Encapsulage acoustique

Nicolas Dauchez

Depuis 2016, les normes européennes ont diminué le seuil maximal d'émissions sonores des nouveaux modèles de voitures de 72 à 70 décibels (dB). D'ici 2024, elles le ramèneront à 68 dB... soit un nouveau challenge.

"La principale source sonore est le bruit de roulement, contre lequel on ne peut pas grand chose, observe Nicolas Dauchez, du laboratoire mécanique, acoustique et matériaux (Roberval) de l'UTC. Quant au bruit d'échappement, il est déjà très bien maîtrisé. Le seul levier de progrès est le bruit du moteur, mais, comme ce n'est pas la source la plus importante, il faut le réduire d'au moins 5 à 6 décibels pour atteindre un niveau global de 68 dB." Seul moyen d'y parvenir : optimiser l'encapsulage acoustique du moteur par des écrans en matériau thermocomprimé poreux absorbant le bruit (parfois associés à des matériaux non poreux pour l'isolation acoustique), qui sont placés sous le capot, entre le moteur et l'habitacle, sous le moteur et autour des pare-boue. C'est l'objet du projet Ecobex (Écrans optimisés pour le bruit extérieur), qui associe plusieurs partenaires (Vibratec, Renault, Saint-Gobain Isover...) et dont Roberval est partenaire.

"Notre rôle est d'éclairer la physique des problèmes, explique Nicolas Dauchez.

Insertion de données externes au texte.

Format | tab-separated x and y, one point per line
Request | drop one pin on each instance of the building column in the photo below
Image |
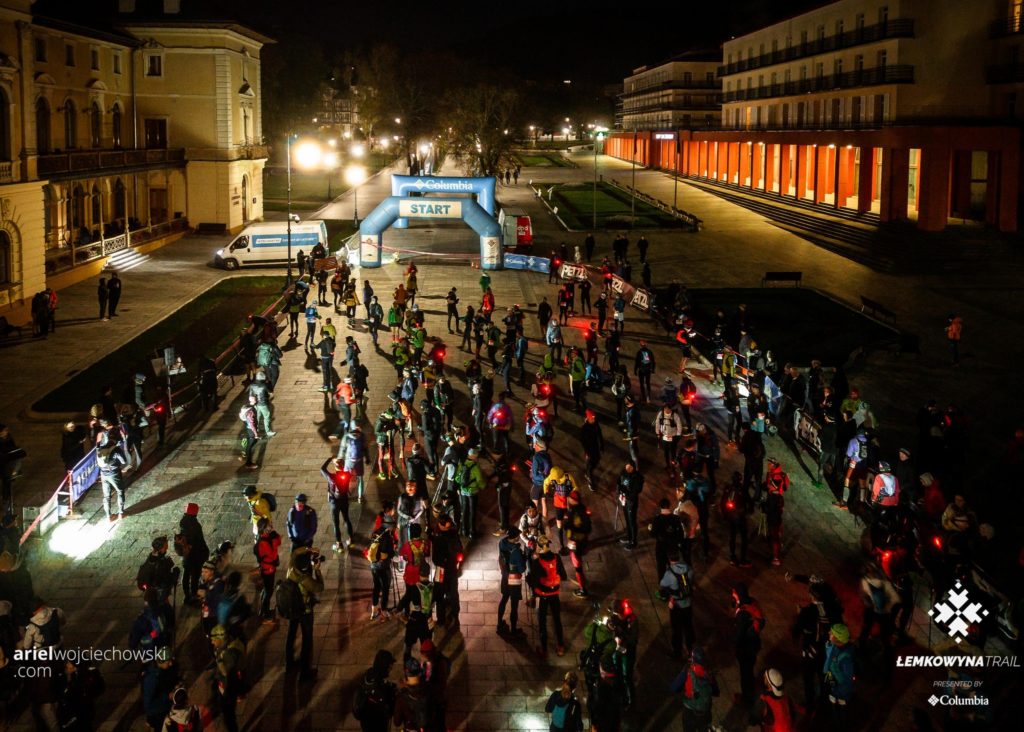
864	178
933	186
1009	182
895	172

Dans un premier temps, nous avons défini des règles métier sur deux questions : quelle est la quantité idéale de matériaux absorbants au-delà de laquelle le gain n'est plus significatif et quel est le taux idéal d'ouverture des écrans pour laisser échapper la chaleur du moteur tout en réduisant au mieux le bruit rayonné à l'extérieur ? Pour cela, nous avons croisé une approche expérimentale sur maquette et des simulations numériques. Aujourd'hui, nous étudions l'influence de la thermocompression des matériaux sur leurs propriétés acoustiques et mécaniques, ceci pour un très grand nombre de matériaux. Par exemple, à partir de quel stade deviennent-ils isolants et non plus absorbants, car, en les comprimant, on ferme leurs pores, ce qui les rend isolants."

Ce travail inédit, qui fait l'objet d'une thèse, doit permettre d'établir des règles scientifiques pour déterminer les matériaux ou associations de matériaux optimums. Avec, à la clé, un double enjeu : respecter la norme de 2024, tout en diminuant la masse des véhicules pour limiter leur consommation.